Лабиринт - Яэко Ногами
Старику Дзиэмону было уже за семьдесят. Когда он приезжал по делам в столицу, то всегда останавливался у Таруми и держал себя там как настоящий патриарх рода. Высокий, красивый и бодрый старик чуть не каждый день брал билеты и приглашал хозяев в театр, водил их по изысканным ресторанам, так что даже скуповатая Кимико при всем желании не могла бы пожаловаться на лишние расходы. Очень любили щедрого дедушку и дети: он баловал их, делал им подарки. Особенно сильную привязанность Дзиэмон Канно, умерший несколько лет назад от апоплексического удара, питал к Тацуэ. Когда Таруми сидел гражданским губернатором на Тайване, у девочки начался катарр верхних дыхательных путей. Врачи советовали переменить климат, и ее отправили на родину отца, где она прожила в доме Канно два года. Было это в те времена, когда Таруми, осуществляя смелые и ловкие операции при выдаче лицензий бесчисленным претендентам на концессии, основательно потрудился над тем, чтобы одним выстрелом убить двух зайцев: пополнить кассу своей партии и приумножить свой личный капитал. И это были как раз те два года, когда между Сёдзо, учившимся тогда еще в средней школе, и Тацуэ, ученицей младших классов женской гимназии, установилась продолжавшаяся и поныне тесная близость, похожая на отношения старшего брата и младшей сестры. Будь все хорошо и Сёдзо, на которого все родственники возлагали большие надежды, окончив университет, начал делать карьеру, никто бы не удивился, если бы отношения эти завершились браком.

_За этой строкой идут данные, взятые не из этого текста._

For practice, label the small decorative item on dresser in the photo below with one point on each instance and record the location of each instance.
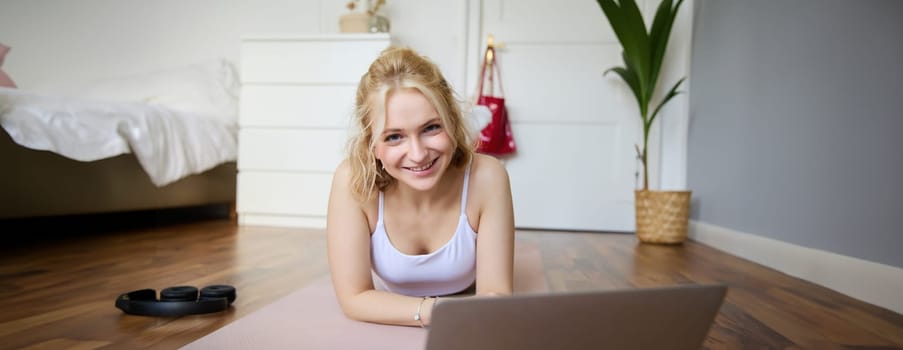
(354, 21)
(367, 20)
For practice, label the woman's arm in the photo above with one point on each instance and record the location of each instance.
(348, 249)
(495, 234)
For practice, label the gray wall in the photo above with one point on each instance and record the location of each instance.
(796, 116)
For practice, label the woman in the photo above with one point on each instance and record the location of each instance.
(414, 213)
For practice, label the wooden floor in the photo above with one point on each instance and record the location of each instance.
(58, 282)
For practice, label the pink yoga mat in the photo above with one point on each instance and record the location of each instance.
(310, 318)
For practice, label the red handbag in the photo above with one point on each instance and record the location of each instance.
(496, 138)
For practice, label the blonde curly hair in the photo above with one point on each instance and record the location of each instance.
(399, 68)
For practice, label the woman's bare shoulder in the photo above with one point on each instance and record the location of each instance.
(488, 170)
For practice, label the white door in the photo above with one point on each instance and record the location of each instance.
(575, 128)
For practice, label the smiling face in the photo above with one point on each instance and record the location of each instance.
(413, 146)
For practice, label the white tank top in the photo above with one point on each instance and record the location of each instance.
(448, 270)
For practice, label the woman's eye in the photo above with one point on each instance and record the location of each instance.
(393, 138)
(432, 128)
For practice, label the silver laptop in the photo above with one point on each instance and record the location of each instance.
(677, 317)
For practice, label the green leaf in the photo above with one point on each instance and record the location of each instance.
(671, 93)
(627, 23)
(659, 34)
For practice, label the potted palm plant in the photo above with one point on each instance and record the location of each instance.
(661, 216)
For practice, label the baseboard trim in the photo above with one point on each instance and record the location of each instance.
(868, 281)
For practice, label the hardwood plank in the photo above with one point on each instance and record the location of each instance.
(58, 282)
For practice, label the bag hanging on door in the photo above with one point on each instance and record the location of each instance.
(496, 138)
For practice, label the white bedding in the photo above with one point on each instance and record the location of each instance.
(169, 143)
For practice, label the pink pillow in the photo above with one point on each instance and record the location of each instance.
(5, 80)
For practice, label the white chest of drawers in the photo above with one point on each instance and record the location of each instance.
(296, 102)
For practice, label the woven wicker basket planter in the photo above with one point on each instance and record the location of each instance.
(662, 216)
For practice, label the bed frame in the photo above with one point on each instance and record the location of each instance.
(40, 183)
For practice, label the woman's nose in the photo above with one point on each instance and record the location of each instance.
(417, 151)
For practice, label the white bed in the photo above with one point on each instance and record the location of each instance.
(154, 140)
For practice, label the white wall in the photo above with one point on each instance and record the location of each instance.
(61, 40)
(66, 40)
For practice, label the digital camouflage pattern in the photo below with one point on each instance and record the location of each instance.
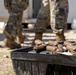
(14, 24)
(54, 13)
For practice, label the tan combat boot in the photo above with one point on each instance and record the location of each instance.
(60, 37)
(11, 44)
(20, 38)
(38, 36)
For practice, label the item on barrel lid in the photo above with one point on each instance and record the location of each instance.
(71, 48)
(52, 49)
(66, 43)
(60, 47)
(38, 42)
(52, 43)
(39, 48)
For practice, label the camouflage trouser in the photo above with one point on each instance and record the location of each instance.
(54, 14)
(14, 25)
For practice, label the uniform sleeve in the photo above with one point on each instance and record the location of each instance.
(24, 4)
(7, 4)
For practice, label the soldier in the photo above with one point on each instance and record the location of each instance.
(13, 29)
(54, 13)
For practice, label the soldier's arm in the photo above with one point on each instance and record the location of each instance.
(24, 4)
(7, 4)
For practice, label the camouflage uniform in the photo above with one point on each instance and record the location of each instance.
(14, 24)
(15, 8)
(54, 14)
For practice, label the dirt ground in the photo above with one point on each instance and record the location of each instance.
(6, 67)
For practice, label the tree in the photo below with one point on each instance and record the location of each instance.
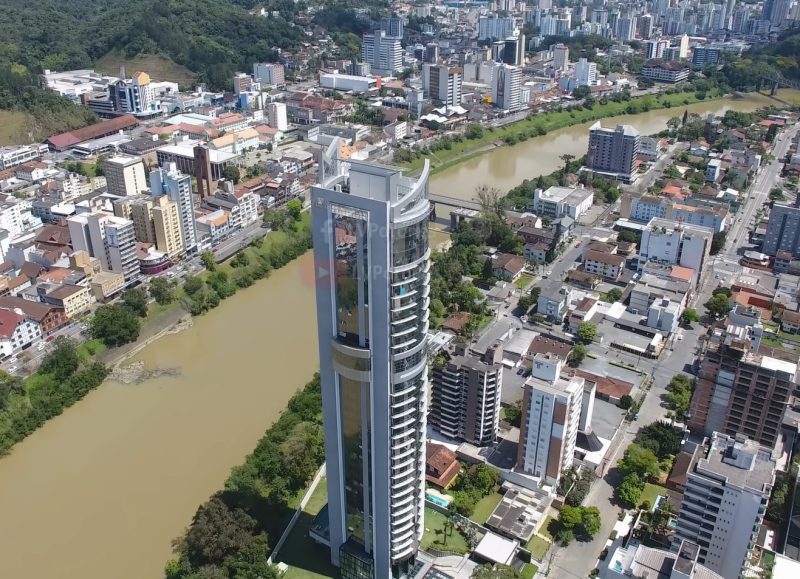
(9, 385)
(717, 242)
(115, 325)
(61, 360)
(690, 315)
(136, 300)
(718, 306)
(232, 173)
(614, 295)
(587, 332)
(640, 461)
(630, 490)
(207, 258)
(217, 532)
(567, 158)
(162, 290)
(590, 520)
(495, 572)
(294, 208)
(576, 356)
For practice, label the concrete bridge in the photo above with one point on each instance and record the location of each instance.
(465, 206)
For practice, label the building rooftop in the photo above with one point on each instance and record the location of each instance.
(742, 463)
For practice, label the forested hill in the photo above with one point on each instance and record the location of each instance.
(212, 38)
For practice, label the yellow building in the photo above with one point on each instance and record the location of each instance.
(75, 299)
(155, 220)
(167, 223)
(106, 284)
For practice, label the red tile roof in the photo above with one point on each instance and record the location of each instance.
(94, 131)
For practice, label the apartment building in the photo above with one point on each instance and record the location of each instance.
(178, 188)
(728, 486)
(442, 83)
(551, 412)
(739, 390)
(613, 152)
(783, 231)
(507, 88)
(605, 265)
(383, 53)
(269, 73)
(556, 202)
(465, 397)
(373, 349)
(110, 239)
(125, 175)
(666, 242)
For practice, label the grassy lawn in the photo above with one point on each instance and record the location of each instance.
(538, 547)
(544, 530)
(90, 348)
(650, 493)
(549, 122)
(13, 127)
(158, 67)
(305, 558)
(523, 281)
(485, 507)
(434, 534)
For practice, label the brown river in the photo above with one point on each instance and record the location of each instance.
(100, 491)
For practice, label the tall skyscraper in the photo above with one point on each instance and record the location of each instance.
(465, 397)
(507, 87)
(383, 53)
(442, 83)
(178, 188)
(613, 152)
(371, 255)
(124, 175)
(551, 411)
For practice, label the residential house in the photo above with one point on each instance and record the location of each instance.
(607, 265)
(48, 317)
(508, 266)
(553, 300)
(16, 331)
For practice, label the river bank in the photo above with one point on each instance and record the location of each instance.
(538, 125)
(105, 487)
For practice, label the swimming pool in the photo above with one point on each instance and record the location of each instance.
(438, 500)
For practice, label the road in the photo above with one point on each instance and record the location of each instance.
(578, 559)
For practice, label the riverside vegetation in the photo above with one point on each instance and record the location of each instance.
(67, 373)
(233, 533)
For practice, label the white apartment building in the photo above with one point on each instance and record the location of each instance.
(125, 175)
(276, 113)
(373, 349)
(16, 331)
(13, 156)
(728, 487)
(495, 27)
(178, 188)
(507, 88)
(11, 218)
(551, 414)
(560, 57)
(110, 239)
(585, 73)
(269, 73)
(442, 83)
(676, 244)
(383, 53)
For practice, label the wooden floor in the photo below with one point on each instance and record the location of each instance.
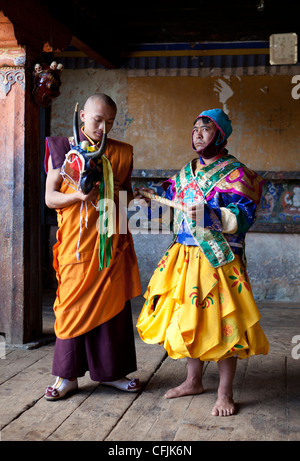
(267, 390)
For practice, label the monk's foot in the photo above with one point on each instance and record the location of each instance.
(186, 388)
(224, 406)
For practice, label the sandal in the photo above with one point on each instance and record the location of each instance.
(124, 384)
(60, 388)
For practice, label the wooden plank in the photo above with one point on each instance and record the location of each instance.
(198, 423)
(102, 411)
(293, 398)
(152, 416)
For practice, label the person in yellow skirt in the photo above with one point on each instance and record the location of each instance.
(199, 303)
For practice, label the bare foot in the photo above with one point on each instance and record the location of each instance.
(224, 406)
(186, 388)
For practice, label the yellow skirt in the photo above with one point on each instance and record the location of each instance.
(195, 310)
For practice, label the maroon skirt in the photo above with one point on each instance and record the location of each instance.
(107, 351)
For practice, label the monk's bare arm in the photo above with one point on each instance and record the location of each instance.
(56, 199)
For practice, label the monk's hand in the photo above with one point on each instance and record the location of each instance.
(196, 213)
(92, 196)
(138, 197)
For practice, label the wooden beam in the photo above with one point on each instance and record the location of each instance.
(91, 53)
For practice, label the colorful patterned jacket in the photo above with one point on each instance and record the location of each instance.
(230, 192)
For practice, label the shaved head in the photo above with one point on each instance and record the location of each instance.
(98, 114)
(103, 98)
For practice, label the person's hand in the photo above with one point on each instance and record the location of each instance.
(91, 196)
(196, 213)
(138, 196)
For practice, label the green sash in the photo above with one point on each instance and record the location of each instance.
(212, 243)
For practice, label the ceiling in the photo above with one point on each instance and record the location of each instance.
(107, 29)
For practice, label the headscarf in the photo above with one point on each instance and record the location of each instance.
(223, 130)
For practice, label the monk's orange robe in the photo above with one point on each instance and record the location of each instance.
(87, 297)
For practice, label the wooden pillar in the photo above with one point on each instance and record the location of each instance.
(20, 275)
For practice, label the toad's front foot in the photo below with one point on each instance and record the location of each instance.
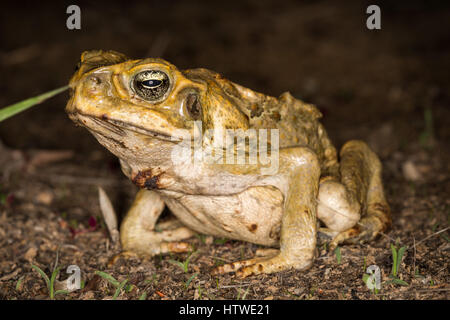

Однако раз Сёдзо попал в число крамольников, никто и мысли не допускал о таком союзе. И все же Кимико беспокоилась. То, что творилось в головке ее дочери, всегда было для нее книгой за семью печатями; ни она, ни отец никогда не могли разгадать стремления и чувства Тацуэ, а теперь и вовсе были сбиты с толку. И мать ужасно боялась, как бы ее строптивое и своевольное дитя по странному капризу не предпочло вдруг всем своим завидным женихам опального друга детства. Но сам Сёдзо был убежден, что Тацуэ от него так же далека, как какая-нибудь фея из волшебных сказок, которыми он зачитывался в детстве, да он и не влюблен в нее вовсе. А кроме того, можно не сомневаться: какой бы взбалмошной Тацуэ ни была, она слишком презирает бедность, чтобы решиться на столь безрассудный шаг.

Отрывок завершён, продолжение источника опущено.